3. Alert them that you have given them this award!
4. Have Fun!
The Survey
1. Where is your cell phone? desk
2. Your hair? red
3. Your mother? interesting
4. Your father? strong
5. Your favorite food? chicken
6. Your dream last night? none
7. Your favorite drink? milk
8. Your dream/goal? baby
9. What room are you in? office
10. Your hobby? sewing
11. Your fear? alone
12. Where do you want to be in 6 years? happy
13. Where were you last night? Abbey’s
14. Something that you aren’t? hopeless
15. Muffins? blueberry
16. Wish list item? baby
17. Where did you grow up? Minnesota
18. Last thing you did? drive
19. What are you wearing? brown
20. Your TV? nice
21. Your pets? dogs
22. Friends? awesome
23. Your life? good
24. Your mood? anxious
25. Missing someone? yes
26. Vehicle? corolla
27. Something you’re not wearing? gloves
28. Your favorite store? Target
29. Your favorite color? green
30. When was the last time you laughed? morning
31. Last time you cried? yesterday
32. Your best friend? awesome
33. One place that I go to over and over? home
34. One person who e-mails me regularly? Justin
35. Favorite place to eat? Sabai Dee
nominating these bloggers…
2. CeCe
3. Bottoms Off…
4. BlondeDawn
interesting news…
So in trying to get prepared for my meeting with the gynecologist next Thursday I called my nurse at FCI to get my PCOS diagnosis results faxed over so I could take them in to the appointment. She gathered together the info and explained it to me over the phone yesterday before she faxed it, which was nice. I now know that my PCOS diagnosis was not just a shot in the dark (they never properly explained it all to me until now, when I asked about it…guess that shows you really need to be an active participant in this whole process!!). I DEFINITELY have PCOS. I want to help any of you out there who may not be sure what that all entails, so this is what my nurse explained to me:
1) Antral Follicle count greater than 24 (mine for the past few checks were 40, 35, 27, 35)
2) Irregular Menstrual cycles (Yup, check…)
3) “Pearl Necklace” appearance to ovaries (this means there are small, pearl like bumps surrounding your ovaries)
4) High androgens (shown through physical appearance and blood tests)
5) LH to FSH ratios should be 1:1 (mine are not…one test was FSH 3.20 and LH 0.842)
So, now that I KNOW my diagnosis better, I feel better prepared to go into my appointment with test results, articles and determination at hand! I’m really not anticipating much of a fight, but I’m ready if I have to!
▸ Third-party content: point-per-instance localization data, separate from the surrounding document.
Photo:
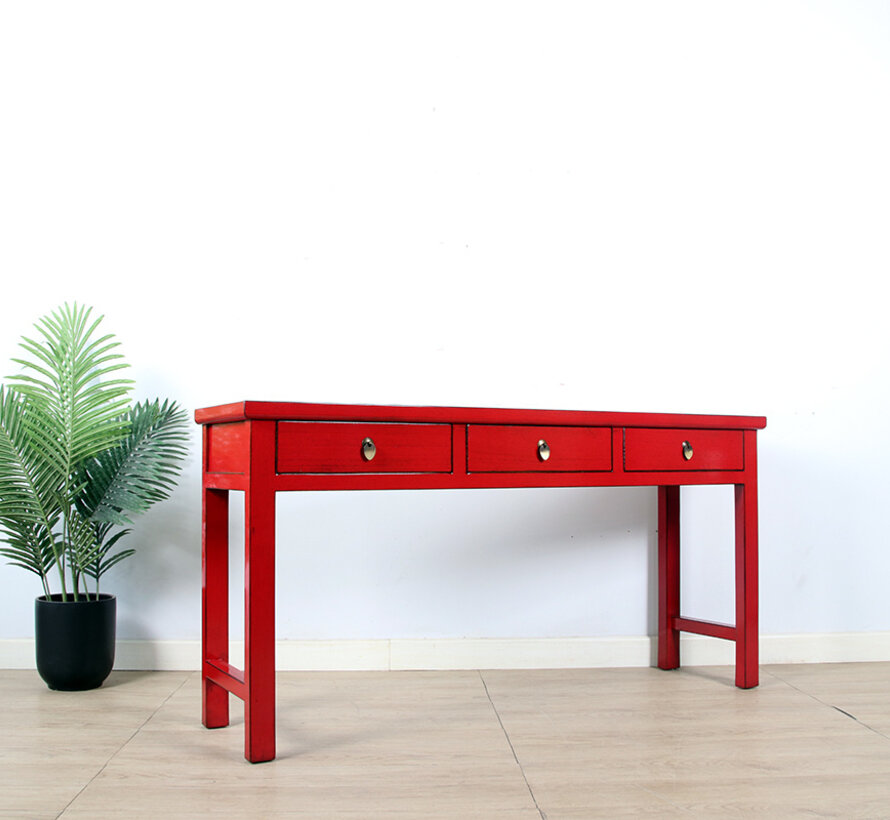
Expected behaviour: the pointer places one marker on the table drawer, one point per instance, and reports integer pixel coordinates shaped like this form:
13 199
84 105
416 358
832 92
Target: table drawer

But that’s not the interesting news…after explaining it all to me she said she had a question for me. She wanted to know if we have ever considered IVF. I told her we are very open to it, but the cost is just too prohibitive. She then informed me that the clinic is doing a trial for PCOS patients to do IVF at a reduced cost and that she had spoken with the nurse in charge to get us into the trial if we want. I told her if it was very reduced we would definitely be interested. So, she faxed over my info and went off to talk to the nurse in charge of the trial.
About 15 min later she called back with the info. Normal IVF cycles at my clinic are $10,500 +meds ($1-2,000). The trial is cut in half: $5,500 +meds. Wow. I love my nurse. Not only did she think of us when she heard about this trial, but she spoke with the nurse in charge directly and she is waiting for our call to say if we would like to do it. I *heart* Jaime (my nurse). The only catch is that we need to get started before December. And that’s where the bummer part comes in.
The DH and I discussed it last night. While we would both love to jump on this opportunity (IVF will NEVER be this cheap again), we just won’t have $7,000 by December. If we had a bit more time to save up we could maybe have done it, but it just isn’t possible right now. I hate to give up this opportunity, especially since Jaime worked so hard to get us considered for the trial, but there you go. I’m upset we have to pass it up, but on the other hand I’m doing okay. If I didn’t have the Metformin option that we’re working on to fall back on I would have pressed a little harder to try and find a way to do the IVF, but we do have the Metformin “safety net” so at least I’m not completely out of options.
That being said, if any of you win the lottery in the next few weeks and want to donate $5,000 to me, I won’t say no!